Where courts grant requests by the Commissioner for remand, they typically apply the following framework to the plaintiff's request for fees under the EAJA.[5]
1. If the Commissioner moves for remand promptly upon the filing of the action, and the plaintiff unreasonably opposes the motion, the court may deny fees entirely. See Williams, 1987 WL 10559, at *3-4.
2. If the Commissioner moves for remand after the plaintiff has filed for summary judgment or otherwise briefed the merits, and the plaintiff agrees to the remand, fees should be awarded for the entire amount of time expended on the litigation. See White v. Apfel, No. 99-C-5323, 2000 WL 106700, at *3 (N.D.Ill. Jan. 25, 2000); Garcia v. Bowen, 702 F.Supp. 409, 410 (S.D.N.Y.1988).
3. If the Commissioner moves for remand after the plaintiff has filed for summary judgment or otherwise briefed the merits, and the plaintiff opposes remand, the court must analyze the basis for the plaintiff's opposition.
a. If the plaintiff opposed remand in order to obtain a judicial award of benefits, the court must determine whether plaintiff's expectation of such an award was reasonable. If so, full fees should be awarded; if not, fees should be awarded *1092 only for the time spent prior to the motion to remand. McLaurin v. Apfel, 95 F.Supp.2d 111, 117 (E.D.N.Y.2000) ("If a record demonstrates that a plaintiff could have reasonably expected to obtain a reversal, opposition by plaintiff to an offer to remand would not be excessive even if the court ultimately disagreed with plaintiff's arguments and remanded the case."); see also Waters v. Barnhart, No. 00-CV-1656, 2001 U.S. Dist. LEXIS 20566, at *10-12 (N.D.Tex. Dec. 13, 2001); Rangel v. Commissioner of Soc. Security, No. 00-CV-10138, 2001 U.S. Dist. LEXIS 19667, at *15-17 (E.D.Mich. Sept. 28, 2001), adopted by 2001 U.S. Dist. LEXIS 19657 (E.D.Mich. Oct. 29, 2001); Tavarez, 2001 WL 936240, at *3; Collado v. Apfel, No. 99-C-4110, 2000 WL 1277595, at *3 (S.D.N.Y. Sept. 7, 2000); Ferguson v. Apfel, No. CV-98-3728, 2000 WL 709018, at *3-4 (E.D.N.Y. Apr. 17, 2000); McMullen v. Apfel, 57 F.Supp.2d 773, 774 (S.D.Iowa 1999); Penrod v. Apfel, 54 F.Supp.2d 961, 963 (D.Ariz.1999).

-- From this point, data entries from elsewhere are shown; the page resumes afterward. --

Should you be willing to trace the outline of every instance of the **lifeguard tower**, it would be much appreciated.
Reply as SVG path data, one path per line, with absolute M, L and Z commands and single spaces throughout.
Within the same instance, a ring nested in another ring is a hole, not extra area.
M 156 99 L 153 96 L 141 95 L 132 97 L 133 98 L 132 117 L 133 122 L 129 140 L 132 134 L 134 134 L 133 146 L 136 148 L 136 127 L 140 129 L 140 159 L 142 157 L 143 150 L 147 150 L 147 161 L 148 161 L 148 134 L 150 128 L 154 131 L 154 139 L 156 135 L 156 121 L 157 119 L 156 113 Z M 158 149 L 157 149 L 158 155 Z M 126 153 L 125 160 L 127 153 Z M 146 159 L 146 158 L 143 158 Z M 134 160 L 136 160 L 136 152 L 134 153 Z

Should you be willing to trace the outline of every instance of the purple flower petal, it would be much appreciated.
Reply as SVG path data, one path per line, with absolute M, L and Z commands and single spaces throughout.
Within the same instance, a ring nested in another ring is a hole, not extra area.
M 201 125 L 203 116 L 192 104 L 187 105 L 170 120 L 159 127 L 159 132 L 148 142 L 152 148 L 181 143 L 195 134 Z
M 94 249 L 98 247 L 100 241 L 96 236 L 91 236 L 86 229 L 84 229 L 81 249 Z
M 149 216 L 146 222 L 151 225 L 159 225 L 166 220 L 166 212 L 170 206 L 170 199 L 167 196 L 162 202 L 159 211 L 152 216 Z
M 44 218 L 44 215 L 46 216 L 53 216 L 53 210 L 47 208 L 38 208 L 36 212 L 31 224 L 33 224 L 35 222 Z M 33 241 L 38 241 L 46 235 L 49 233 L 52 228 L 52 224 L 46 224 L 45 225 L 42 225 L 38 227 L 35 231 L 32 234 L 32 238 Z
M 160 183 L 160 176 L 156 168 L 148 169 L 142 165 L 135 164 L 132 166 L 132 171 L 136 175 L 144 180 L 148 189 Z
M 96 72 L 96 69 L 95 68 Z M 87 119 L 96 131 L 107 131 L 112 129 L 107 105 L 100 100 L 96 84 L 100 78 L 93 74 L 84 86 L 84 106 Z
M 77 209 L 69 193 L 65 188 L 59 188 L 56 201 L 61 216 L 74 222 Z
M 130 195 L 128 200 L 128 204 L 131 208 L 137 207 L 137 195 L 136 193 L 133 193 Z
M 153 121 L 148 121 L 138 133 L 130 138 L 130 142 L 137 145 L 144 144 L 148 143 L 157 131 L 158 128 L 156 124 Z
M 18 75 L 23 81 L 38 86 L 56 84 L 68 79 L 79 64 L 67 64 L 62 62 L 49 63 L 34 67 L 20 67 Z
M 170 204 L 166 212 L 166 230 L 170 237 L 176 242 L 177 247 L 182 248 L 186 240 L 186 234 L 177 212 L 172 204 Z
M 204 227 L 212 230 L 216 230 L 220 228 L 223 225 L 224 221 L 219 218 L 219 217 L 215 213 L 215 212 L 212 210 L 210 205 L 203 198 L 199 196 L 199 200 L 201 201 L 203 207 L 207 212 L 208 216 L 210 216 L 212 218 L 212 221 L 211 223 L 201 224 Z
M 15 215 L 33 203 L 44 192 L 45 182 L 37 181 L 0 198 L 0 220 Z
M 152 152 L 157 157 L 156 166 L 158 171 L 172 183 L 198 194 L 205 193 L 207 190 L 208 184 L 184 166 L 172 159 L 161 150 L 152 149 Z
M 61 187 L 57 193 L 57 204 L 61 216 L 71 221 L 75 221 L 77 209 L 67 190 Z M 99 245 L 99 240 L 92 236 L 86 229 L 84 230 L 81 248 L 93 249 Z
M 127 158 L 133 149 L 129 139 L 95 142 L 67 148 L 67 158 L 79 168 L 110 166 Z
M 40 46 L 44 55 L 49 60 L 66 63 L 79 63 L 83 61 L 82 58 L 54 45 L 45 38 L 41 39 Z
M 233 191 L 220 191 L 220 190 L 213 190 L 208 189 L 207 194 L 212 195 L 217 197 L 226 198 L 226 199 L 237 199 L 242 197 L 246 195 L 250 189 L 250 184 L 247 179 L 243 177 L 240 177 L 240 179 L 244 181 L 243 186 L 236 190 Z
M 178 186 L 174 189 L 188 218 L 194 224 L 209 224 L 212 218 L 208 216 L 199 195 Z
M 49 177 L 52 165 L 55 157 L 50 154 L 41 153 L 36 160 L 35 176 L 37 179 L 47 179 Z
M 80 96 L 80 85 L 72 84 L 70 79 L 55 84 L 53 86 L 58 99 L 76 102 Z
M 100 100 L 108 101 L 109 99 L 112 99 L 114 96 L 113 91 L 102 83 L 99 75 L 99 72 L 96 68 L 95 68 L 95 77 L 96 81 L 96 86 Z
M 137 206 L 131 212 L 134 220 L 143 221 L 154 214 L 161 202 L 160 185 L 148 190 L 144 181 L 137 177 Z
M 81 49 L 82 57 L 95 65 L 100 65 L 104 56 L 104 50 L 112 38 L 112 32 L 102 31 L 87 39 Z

b. If the plaintiff opposed the Commissioner's motion to remand because he sought additional judicial directives to the ALJ, the court should determine whether the plaintiff's requests were reasonable and, if they were granted, the extent to which the plaintiff obtained any advantages on remand. See Pazo v. Apfel, No. 98-CV-5535, 2001 U.S. Dist. LEXIS 17423, at *5-6 (E.D.N.Y. Mar. 31, 2001). If the plaintiff succeeds in "securing a remand order with greater safeguards," full fees may be awarded. Id. at *6. However, if the plaintiff obtains no or only slight benefits on remand, the court should reduce fees accordingly.

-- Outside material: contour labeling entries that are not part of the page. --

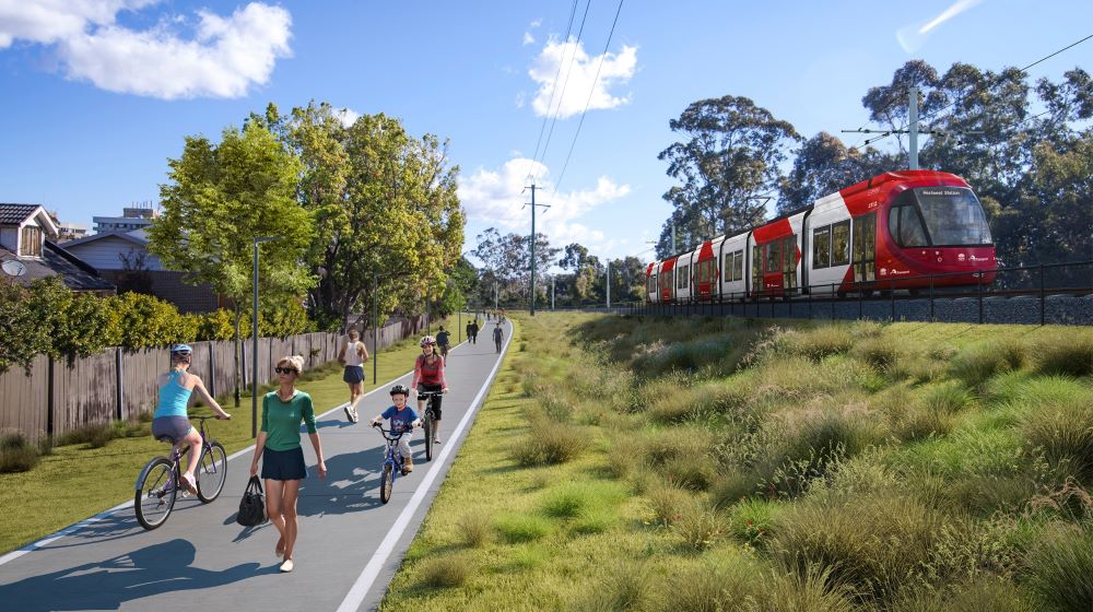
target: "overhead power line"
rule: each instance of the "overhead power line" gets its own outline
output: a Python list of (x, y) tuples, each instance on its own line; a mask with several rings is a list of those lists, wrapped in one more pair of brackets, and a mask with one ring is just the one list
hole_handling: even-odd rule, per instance
[[(569, 33), (573, 32), (573, 17), (577, 14), (577, 0), (573, 0), (573, 7), (569, 8), (569, 24), (565, 26), (565, 38), (569, 39)], [(587, 14), (587, 11), (586, 11)], [(531, 176), (531, 168), (534, 167), (536, 160), (539, 158), (539, 145), (543, 140), (543, 132), (546, 130), (546, 120), (550, 119), (550, 109), (554, 105), (554, 92), (557, 90), (557, 80), (562, 74), (562, 64), (565, 63), (565, 58), (557, 62), (557, 72), (554, 73), (554, 82), (550, 86), (550, 101), (546, 103), (546, 113), (543, 115), (543, 125), (539, 128), (539, 139), (536, 140), (536, 152), (531, 155), (531, 162), (528, 163), (528, 172), (526, 173), (528, 177)]]
[(622, 13), (622, 4), (624, 0), (619, 0), (619, 8), (615, 10), (615, 19), (611, 22), (611, 32), (608, 33), (608, 42), (603, 45), (603, 52), (600, 55), (600, 61), (596, 66), (596, 76), (592, 78), (592, 84), (588, 90), (588, 99), (585, 101), (585, 109), (580, 113), (580, 121), (577, 123), (577, 131), (573, 134), (573, 142), (569, 143), (569, 152), (565, 155), (565, 163), (562, 164), (562, 173), (557, 177), (557, 183), (554, 184), (554, 192), (559, 192), (559, 188), (562, 185), (562, 179), (565, 178), (565, 169), (569, 167), (569, 157), (573, 156), (573, 148), (577, 144), (577, 137), (580, 136), (580, 128), (585, 125), (585, 115), (588, 114), (588, 106), (592, 102), (592, 94), (596, 93), (596, 84), (600, 80), (600, 69), (603, 68), (603, 58), (608, 55), (608, 49), (611, 47), (611, 38), (614, 36), (614, 28), (619, 25), (619, 15)]
[[(546, 150), (550, 149), (551, 137), (554, 136), (554, 125), (557, 123), (557, 116), (562, 114), (562, 102), (565, 99), (565, 90), (569, 85), (569, 76), (573, 74), (573, 62), (577, 59), (577, 50), (580, 48), (580, 37), (585, 33), (585, 22), (588, 20), (588, 9), (592, 5), (592, 0), (588, 0), (585, 3), (585, 14), (580, 17), (580, 27), (577, 28), (577, 40), (573, 45), (573, 52), (569, 54), (569, 66), (565, 70), (565, 81), (562, 81), (562, 93), (557, 96), (557, 108), (554, 109), (554, 116), (550, 121), (550, 130), (546, 132), (546, 143), (543, 144), (543, 154), (540, 158), (540, 163), (546, 161)], [(568, 42), (568, 40), (566, 40)], [(565, 55), (562, 56), (562, 62), (565, 61)], [(562, 69), (562, 64), (559, 63), (559, 70)], [(548, 115), (550, 115), (550, 107), (546, 108)], [(532, 180), (534, 177), (532, 176)]]

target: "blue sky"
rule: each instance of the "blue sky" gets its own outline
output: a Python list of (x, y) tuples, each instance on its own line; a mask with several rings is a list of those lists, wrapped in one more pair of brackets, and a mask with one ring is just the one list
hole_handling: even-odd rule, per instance
[[(562, 39), (572, 5), (0, 1), (0, 201), (40, 203), (90, 226), (93, 215), (155, 201), (184, 137), (218, 138), (269, 102), (316, 99), (450, 139), (466, 248), (490, 226), (530, 231), (520, 188), (531, 168), (545, 188), (540, 203), (552, 205), (539, 216), (552, 244), (648, 258), (672, 185), (657, 154), (687, 104), (743, 95), (806, 137), (837, 134), (866, 122), (862, 95), (909, 59), (998, 70), (1093, 34), (1089, 0), (628, 0), (601, 58), (618, 1), (591, 0), (579, 45)], [(1059, 80), (1091, 59), (1093, 40), (1030, 72)], [(560, 61), (563, 80), (573, 72), (550, 146), (532, 164)]]

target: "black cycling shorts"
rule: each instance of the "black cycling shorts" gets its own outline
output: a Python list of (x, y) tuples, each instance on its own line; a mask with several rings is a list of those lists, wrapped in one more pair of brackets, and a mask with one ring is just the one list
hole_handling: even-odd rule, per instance
[[(440, 420), (440, 399), (444, 398), (444, 396), (439, 395), (440, 393), (440, 386), (439, 385), (425, 385), (424, 382), (419, 382), (418, 384), (418, 392), (421, 393), (421, 392), (424, 392), (424, 391), (428, 391), (428, 392), (435, 391), (437, 393), (437, 395), (433, 396), (433, 419), (436, 419), (437, 421), (439, 421)], [(425, 416), (425, 415), (424, 414), (419, 414), (419, 416)]]

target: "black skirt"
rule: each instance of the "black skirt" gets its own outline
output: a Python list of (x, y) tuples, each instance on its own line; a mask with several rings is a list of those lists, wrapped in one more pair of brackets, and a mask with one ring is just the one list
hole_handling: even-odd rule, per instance
[(268, 480), (303, 480), (307, 478), (304, 449), (262, 450), (262, 478)]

While the basis for the rules in situations 1 and 2 above seems obvious, it is not immediately clear, in situation 3.a., why a plaintiff should receive fees when he makes a reasonable, but ultimately unsuccessful, argument for a judicial award of benefits. Why should the government pay the plaintiff's fees after it has conceded error and offered the plaintiff the same remedy that the court eventually orders? The answer lies both in the purpose of the EAJA and in the realities facing social security claimants.
The purpose of the EAJA is to eliminate the financial disincentive to challenge unreasonable governmental action and to encourage counsel to take cases involving such challenges. See Krecioch v. United States, 316 F.3d 684, 686 (7th Cir.2003) (citing Sullivan v. Hudson, 490 U.S. 877, 883-84, 109 S.Ct. 2248, 104 L.Ed.2d 941 (1989)). The law discourages unreasonable governmental action by rewarding zealous advocacy on behalf of the victims of such action. A rule permitting the recovery of fees for seeking a judicial award of social security benefits where counsel has a reasonable expectation of obtaining such an award serves this purpose.
In social security cases, it is particularly important to encourage counsel to seek a judicial award of benefits if there is a reasonable chance of obtaining it. This is so because social security claimants must commonly wait years before their cases are resolved. See Mary Zahn, Office Mess Delays Aid for Disabled, Mil. J. Sen., June 17, 2003, at A1 (noting a backlog of more than 1400 cases at the Milwaukee office of hearings and appeals, as well as "other telling signs of disarray," including boxes of unopened mail that was several months old). The goal in such cases is to obtain benefits for the claimant, not simply a reversal of the ALJ's decision. If counsel has a reasonable chance of obtaining benefits from the court, without another round of administrative proceedings (and the attendant delay), he or she should be encouraged to pursue that remedy.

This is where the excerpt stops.